Network analysis -- the prediction of microbial associations from presence-absence or abundance data is gaining popularity in ecological studies in general and microbiome studies in particular \cite{Faust_2012}. This type of analysis has also been used in concert with SIP to detect, for example, positive and negative correlation between phylotypes of ammonia-oxidising archaea, nitrite oxidising bacteria and methanotrophs \cite{Daebeler_2014}, clusters of anaerobic and aerobic bacteria in rewetted biological soil crusts \cite{Angel_2013}, or to identify community members that interact with methane-oxidizing bacteria \cite{Ho_2016}. However, in contrast to a standard network analysis on microbiome data, the interpretation of the results from a SIP experiment might not be so straightforward.
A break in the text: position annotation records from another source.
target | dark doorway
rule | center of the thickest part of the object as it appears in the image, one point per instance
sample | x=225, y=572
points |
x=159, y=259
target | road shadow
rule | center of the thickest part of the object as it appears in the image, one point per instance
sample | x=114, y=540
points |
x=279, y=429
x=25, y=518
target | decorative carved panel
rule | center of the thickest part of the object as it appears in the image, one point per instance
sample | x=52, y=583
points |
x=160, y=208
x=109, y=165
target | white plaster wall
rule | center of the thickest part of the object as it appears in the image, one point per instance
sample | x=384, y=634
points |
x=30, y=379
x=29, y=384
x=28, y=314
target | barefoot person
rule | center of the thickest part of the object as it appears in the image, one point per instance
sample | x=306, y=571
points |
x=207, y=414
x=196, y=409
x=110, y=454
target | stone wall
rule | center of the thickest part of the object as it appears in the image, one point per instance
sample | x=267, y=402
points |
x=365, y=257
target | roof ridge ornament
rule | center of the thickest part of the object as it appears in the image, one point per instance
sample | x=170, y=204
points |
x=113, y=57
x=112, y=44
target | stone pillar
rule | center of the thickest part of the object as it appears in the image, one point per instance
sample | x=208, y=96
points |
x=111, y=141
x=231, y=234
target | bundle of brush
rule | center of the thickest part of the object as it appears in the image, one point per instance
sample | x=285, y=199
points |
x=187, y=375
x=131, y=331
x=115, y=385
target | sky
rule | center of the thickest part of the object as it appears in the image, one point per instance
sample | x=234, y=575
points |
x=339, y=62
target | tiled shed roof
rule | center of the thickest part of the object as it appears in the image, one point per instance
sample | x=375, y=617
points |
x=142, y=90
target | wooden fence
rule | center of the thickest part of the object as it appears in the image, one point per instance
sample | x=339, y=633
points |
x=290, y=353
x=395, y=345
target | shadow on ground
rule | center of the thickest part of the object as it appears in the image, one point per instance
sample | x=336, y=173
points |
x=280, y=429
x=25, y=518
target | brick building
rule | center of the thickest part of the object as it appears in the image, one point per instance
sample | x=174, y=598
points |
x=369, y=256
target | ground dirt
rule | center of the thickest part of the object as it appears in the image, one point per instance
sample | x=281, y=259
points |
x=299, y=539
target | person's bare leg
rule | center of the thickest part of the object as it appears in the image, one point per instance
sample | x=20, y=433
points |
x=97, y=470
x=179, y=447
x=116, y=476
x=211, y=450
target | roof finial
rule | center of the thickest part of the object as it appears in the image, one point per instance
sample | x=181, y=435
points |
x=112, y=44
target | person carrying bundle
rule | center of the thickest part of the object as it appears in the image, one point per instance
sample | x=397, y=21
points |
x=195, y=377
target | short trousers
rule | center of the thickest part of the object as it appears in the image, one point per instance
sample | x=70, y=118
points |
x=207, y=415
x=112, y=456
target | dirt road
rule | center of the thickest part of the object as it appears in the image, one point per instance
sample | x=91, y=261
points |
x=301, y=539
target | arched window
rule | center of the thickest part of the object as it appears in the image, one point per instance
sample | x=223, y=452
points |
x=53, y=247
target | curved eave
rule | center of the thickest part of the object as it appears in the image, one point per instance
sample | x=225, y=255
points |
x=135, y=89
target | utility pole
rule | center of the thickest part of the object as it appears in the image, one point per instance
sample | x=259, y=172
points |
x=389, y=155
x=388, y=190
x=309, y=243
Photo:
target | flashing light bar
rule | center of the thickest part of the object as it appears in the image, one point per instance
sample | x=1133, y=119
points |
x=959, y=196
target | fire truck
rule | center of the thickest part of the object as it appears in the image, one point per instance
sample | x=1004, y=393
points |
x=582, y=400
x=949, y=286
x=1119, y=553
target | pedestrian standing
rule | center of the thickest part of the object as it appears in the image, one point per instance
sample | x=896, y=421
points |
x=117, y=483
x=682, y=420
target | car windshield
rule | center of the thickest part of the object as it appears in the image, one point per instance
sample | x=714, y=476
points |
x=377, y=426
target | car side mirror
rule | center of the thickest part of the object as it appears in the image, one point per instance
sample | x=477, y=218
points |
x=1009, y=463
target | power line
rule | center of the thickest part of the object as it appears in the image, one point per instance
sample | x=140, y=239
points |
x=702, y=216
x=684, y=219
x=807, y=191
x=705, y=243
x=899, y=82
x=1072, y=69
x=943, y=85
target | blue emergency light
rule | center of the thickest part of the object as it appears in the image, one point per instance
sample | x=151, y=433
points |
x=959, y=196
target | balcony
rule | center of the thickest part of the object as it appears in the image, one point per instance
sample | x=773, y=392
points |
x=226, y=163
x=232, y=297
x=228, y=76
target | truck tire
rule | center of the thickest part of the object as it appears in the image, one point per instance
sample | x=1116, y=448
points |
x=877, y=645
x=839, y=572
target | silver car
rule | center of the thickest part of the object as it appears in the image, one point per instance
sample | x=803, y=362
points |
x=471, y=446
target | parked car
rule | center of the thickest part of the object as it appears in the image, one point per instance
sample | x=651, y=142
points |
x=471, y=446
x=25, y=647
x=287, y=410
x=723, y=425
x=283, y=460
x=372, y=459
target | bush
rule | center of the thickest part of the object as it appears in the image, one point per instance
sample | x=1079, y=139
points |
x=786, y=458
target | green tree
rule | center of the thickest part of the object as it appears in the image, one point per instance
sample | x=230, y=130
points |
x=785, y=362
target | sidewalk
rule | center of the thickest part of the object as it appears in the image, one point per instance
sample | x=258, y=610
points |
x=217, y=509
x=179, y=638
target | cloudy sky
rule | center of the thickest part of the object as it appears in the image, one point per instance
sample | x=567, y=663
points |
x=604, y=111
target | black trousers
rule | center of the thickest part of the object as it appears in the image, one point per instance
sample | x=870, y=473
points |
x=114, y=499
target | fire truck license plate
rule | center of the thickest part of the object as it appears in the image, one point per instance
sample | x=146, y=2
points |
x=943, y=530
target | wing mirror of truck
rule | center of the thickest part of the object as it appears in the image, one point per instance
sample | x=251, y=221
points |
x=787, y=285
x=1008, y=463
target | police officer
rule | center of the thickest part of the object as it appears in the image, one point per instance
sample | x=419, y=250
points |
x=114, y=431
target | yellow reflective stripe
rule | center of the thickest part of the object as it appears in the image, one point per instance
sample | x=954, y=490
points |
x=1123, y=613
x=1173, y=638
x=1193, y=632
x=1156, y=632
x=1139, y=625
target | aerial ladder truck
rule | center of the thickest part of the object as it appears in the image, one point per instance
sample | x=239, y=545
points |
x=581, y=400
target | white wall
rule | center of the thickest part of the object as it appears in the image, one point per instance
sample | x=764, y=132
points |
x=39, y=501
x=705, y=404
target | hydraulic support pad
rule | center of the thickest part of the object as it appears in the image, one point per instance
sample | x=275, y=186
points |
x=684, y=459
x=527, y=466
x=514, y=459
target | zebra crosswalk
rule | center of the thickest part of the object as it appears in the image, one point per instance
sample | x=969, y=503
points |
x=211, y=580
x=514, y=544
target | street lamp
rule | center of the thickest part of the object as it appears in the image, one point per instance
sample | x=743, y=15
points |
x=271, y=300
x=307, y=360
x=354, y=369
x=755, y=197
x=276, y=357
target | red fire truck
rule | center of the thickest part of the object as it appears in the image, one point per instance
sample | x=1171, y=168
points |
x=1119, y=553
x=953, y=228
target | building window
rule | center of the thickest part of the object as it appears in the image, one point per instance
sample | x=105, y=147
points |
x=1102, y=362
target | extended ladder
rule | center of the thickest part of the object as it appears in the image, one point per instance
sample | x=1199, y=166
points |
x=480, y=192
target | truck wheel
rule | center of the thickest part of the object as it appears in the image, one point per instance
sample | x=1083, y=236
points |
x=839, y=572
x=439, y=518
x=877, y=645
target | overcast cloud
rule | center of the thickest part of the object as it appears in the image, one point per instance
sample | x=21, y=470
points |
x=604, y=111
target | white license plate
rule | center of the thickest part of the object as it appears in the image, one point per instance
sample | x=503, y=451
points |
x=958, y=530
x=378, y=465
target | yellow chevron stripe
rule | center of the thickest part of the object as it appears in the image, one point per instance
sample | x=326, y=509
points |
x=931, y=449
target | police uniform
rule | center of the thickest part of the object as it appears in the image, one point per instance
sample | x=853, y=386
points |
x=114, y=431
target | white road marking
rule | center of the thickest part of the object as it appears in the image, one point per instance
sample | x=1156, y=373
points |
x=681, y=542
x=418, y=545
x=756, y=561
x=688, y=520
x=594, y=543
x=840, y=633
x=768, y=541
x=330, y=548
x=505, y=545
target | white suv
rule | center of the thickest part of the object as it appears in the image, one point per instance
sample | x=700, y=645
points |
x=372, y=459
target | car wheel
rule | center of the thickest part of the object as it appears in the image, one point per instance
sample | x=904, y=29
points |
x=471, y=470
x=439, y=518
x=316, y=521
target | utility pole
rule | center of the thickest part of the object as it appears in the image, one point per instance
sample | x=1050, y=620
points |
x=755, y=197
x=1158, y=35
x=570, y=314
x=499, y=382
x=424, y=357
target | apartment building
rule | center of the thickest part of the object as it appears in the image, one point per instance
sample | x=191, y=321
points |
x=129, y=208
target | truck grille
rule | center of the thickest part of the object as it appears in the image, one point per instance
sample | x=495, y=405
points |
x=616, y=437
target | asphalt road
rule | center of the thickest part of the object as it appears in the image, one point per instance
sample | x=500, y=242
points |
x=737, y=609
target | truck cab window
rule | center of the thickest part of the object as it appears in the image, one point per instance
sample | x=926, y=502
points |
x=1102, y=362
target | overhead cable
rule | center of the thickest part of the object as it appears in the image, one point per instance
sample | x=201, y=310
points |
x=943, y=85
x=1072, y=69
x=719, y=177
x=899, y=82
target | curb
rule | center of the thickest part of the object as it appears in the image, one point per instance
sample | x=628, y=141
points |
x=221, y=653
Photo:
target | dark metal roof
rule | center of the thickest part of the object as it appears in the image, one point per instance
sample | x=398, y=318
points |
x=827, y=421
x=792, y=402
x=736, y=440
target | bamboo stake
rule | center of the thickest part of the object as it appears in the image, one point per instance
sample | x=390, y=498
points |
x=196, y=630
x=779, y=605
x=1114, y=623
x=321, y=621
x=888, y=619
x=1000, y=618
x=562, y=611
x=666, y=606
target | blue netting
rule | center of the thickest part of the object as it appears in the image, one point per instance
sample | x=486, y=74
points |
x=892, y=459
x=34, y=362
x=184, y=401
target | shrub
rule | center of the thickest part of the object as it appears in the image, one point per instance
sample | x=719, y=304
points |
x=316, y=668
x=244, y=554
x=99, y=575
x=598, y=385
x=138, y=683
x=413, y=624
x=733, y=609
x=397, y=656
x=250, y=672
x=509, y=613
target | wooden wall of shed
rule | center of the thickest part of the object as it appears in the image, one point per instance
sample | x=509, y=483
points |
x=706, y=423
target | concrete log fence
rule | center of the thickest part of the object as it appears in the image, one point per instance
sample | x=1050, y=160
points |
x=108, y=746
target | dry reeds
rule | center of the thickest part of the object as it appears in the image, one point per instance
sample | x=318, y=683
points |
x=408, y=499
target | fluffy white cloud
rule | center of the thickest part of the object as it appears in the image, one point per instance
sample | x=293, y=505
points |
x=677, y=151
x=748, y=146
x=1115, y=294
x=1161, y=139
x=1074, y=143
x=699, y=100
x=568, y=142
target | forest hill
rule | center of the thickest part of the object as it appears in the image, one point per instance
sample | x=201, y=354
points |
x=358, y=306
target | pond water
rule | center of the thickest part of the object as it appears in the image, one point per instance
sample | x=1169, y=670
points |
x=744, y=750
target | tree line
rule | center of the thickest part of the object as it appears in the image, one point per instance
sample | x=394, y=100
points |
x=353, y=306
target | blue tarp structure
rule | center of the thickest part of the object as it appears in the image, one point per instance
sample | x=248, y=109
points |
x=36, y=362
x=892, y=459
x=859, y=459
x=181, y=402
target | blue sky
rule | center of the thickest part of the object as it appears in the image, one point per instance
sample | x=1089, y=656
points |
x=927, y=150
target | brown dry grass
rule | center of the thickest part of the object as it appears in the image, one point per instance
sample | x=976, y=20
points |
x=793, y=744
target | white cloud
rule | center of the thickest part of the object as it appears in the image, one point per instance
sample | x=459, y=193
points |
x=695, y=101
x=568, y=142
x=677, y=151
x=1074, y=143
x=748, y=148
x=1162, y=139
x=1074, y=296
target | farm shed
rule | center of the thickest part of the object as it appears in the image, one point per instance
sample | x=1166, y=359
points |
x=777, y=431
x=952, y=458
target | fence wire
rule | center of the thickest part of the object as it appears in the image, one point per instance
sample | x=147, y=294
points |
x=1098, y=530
First, most probably only the "heavy"  fractions from the labelled gradients should be analysed because changes in the "light" fractions are either already reflected in the "heavy" fractions (i.e., phylotypes becoming labelled and hence depleted in the "light" fractions), or not directly related to substrate incorporation (e.g., growth and death of phylotypes in the general community). Secondly, while the interpretation of positive correlations in the heavy fractions are relatively easy to interpret (i.e., two phylotypes acquire label under similar conditions), it is not entirely clear what negative interactions mean if anything at all. Thirdly, it is important to bear in mind that network analysis does not reveal the mode of the interaction between two interacting phylotypes and a positive correlating could mean that both use the same substrate, that there is cross feeding occurring (and thus the interaction is positive-positive or at least positive-neutral), or that one phylotype is praying on another (positive-negative interaction). Lastly, it should be noted that many replicates are required for a network to be stable (at least 25) and that communities should be reasonably similar in all samples \cite{Berry_2014a}. For SIP studies this probably translates into an analysis of at least 25 "heavy" gradient fractions, coming from both labelled and no-label control incubations. However, when analysing data from DNA-SIP experiments care should be taken when analysing multiple fractions from the same gradient since this could simply be a result of similar G+C contents.